Sexual selection on locomotor performance in the calanoid copepod Tigriopus californicus

Roberto F. Nespolo, Rodrigo A. Scheihing† and Paulina Artacho

Instituto de Ciencias Ambientales y Evolutivas, Universidad Austral de Chile, Valdivia, Chile

Correspondence: R.F. Nespolo, Instituto de Ciencias Ambientales y Evolutivas, Universidad Austral de Chile, Campus Isla Teja, Valdivia 5090000, Chile.
e-mail: robertonespolorossi@gmail.com

ABSTRACT

Background: A close association between locomotor performance, sexual selection, and fitness has been shown in many species, indicating that reproductive success depends on a complex interaction between locomotor efficiency and mating. Frequently, this interaction produces trade-offs between traits or sexes.

Aims: First, determine whether fitness (fecundity) maximization is traded off with locomotor performance in the context of mating and morphology in Tigriopus californicus, a small swimming crustacean. Second, identify if differences occur using different fitness surrogates (egg and offspring production).

Methods: In 110 males and females, we measured egg and offspring production per female, and a suite of attributes: swimming speed, body size (total length), and body elongation (body length/width). We computed trait repeatability of swimming speed and fitness surfaces using cubic splines and selected the best model using stepwise and AIC criteria.

Results: We found contrasting results using egg production versus offspring production as a fitness surrogate. Using egg production, the only target of selection was female size and subtle effects such as stabilizing and correlated selection were detected later, after measuring offspring production. Directional selection suggested that larger and faster males are more efficient in capturing females. Correlational selection between morphological attributes suggested that selection promotes opposite values of elongation and body size in females, and synergic combinations of elongation and body size in males.

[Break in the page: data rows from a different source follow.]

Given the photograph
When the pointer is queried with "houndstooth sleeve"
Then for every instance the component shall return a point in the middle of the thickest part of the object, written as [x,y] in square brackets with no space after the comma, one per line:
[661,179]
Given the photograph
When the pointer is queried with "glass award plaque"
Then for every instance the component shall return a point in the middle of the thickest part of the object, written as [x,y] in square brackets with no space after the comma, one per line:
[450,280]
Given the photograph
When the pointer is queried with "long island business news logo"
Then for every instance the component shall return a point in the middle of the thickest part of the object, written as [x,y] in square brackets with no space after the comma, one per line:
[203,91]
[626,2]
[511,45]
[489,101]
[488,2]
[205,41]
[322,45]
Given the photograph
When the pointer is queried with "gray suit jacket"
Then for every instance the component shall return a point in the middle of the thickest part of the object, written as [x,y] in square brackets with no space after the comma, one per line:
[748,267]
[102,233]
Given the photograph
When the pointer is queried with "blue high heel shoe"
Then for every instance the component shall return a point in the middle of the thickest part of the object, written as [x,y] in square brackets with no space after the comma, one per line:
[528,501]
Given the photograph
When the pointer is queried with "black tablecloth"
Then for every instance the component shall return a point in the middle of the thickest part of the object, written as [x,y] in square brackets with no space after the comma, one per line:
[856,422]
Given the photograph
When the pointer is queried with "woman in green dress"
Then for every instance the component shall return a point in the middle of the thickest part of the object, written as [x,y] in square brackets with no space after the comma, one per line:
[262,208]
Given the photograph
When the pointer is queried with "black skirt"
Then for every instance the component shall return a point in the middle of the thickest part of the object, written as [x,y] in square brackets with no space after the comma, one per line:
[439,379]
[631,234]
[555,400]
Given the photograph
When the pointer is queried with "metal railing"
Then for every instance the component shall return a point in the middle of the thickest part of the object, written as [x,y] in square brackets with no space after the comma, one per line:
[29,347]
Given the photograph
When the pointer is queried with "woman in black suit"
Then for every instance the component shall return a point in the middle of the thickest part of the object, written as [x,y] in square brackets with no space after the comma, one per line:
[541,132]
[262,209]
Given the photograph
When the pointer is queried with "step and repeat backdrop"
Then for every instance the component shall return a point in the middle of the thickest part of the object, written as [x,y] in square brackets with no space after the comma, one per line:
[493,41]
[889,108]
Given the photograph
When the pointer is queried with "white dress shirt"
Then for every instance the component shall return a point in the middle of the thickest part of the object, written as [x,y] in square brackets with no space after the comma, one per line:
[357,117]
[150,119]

Conclusions: Egg fecundity as a fitness surrogate could be misleading, as many effects could appear in a later life stage. Sexual selection on locomotor (swimming) performance appears to be important in copepods, because the criterion of fitness maximization differs in males and females. Correlational selection on morphological attributes also differed between sexes and between attributes (within sexes), suggesting several trade-offs.

Keywords: copepods, correlational selection, fitness, locomotor performance.